The authors declare that they have no conflict of interest.
MP was lead for the study, including initial design and primary author of the paper. MB was the research analyst on the study, designing data collection methods, completing data analysis and co-authoring the paper. FL was involved in the design of the study and in editing the paper. SB will a member of the clinical study panel and reviewed findings and edited the paper as a clinical pharmacologist. All authors read and appoved the final manuscript.
Jurisdictional drug information systems are being implemented in many regions around the world. British Columbia, Canada has had a provincial medication dispensing record, PharmaNet, system since 1995. Little is known about how accurately PharmaNet reflects actual medication usage.

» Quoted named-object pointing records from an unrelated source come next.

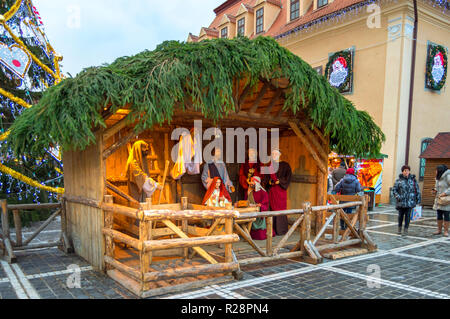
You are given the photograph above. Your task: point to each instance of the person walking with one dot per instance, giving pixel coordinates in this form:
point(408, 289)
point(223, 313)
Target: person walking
point(349, 185)
point(442, 201)
point(407, 193)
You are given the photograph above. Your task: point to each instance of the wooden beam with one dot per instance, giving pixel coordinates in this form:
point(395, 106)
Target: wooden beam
point(199, 250)
point(243, 96)
point(113, 148)
point(259, 98)
point(273, 102)
point(248, 239)
point(282, 83)
point(189, 242)
point(120, 193)
point(190, 272)
point(313, 139)
point(323, 139)
point(115, 129)
point(308, 146)
point(47, 222)
point(289, 233)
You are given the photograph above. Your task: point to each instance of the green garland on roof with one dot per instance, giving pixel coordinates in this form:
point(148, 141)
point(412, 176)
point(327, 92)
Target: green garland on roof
point(153, 83)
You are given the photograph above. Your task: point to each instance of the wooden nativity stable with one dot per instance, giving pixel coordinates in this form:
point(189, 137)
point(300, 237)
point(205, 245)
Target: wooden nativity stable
point(240, 83)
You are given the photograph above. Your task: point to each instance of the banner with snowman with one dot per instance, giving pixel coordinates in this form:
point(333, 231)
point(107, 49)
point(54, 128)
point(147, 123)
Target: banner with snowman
point(437, 62)
point(339, 70)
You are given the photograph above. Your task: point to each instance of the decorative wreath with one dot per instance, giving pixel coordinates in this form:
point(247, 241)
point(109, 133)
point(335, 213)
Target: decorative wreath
point(433, 51)
point(345, 57)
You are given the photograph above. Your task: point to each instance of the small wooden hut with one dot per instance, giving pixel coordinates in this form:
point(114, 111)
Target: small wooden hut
point(237, 83)
point(437, 153)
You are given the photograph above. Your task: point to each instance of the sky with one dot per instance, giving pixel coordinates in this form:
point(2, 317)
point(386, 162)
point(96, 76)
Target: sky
point(93, 32)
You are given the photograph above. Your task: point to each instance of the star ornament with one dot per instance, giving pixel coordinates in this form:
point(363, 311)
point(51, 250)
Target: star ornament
point(15, 59)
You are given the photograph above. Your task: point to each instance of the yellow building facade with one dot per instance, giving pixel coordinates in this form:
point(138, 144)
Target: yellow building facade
point(380, 35)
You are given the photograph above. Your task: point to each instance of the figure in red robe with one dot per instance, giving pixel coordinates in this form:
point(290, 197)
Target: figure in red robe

This prospective, multi-centre study compared pharmacist collected Best Possible Medication Histories (BPMH) to PharmaNet profiles to assess accuracy of the PharmaNet profiles for patients receiving a BPMH as part of clinical care. A review panel examined the anonymized BPMHs and discrepancies to estimate clinical significance of discrepancies.
16% of medication profiles were accurate, with 48% of the discrepant profiles considered potentially clinically significant by the clinical review panel. Cardiac medications tended to be more accurate (e.g. ramipril was accurate >90% of the time), while insulin, warfarin, salbutamol and pain relief medications were often inaccurate (80–85% of the time). 1215 sequential BPMHs were collected and reviewed for this study.
The PharmaNet medication repository has a low accuracy and should be used in conjunction with other sources for medication histories for clinical or research purposes. This finding is consistent with other, smaller medication repository accuracy studies in other jurisdictions. Our study highlights specific medications that tend to be lower in accuracy.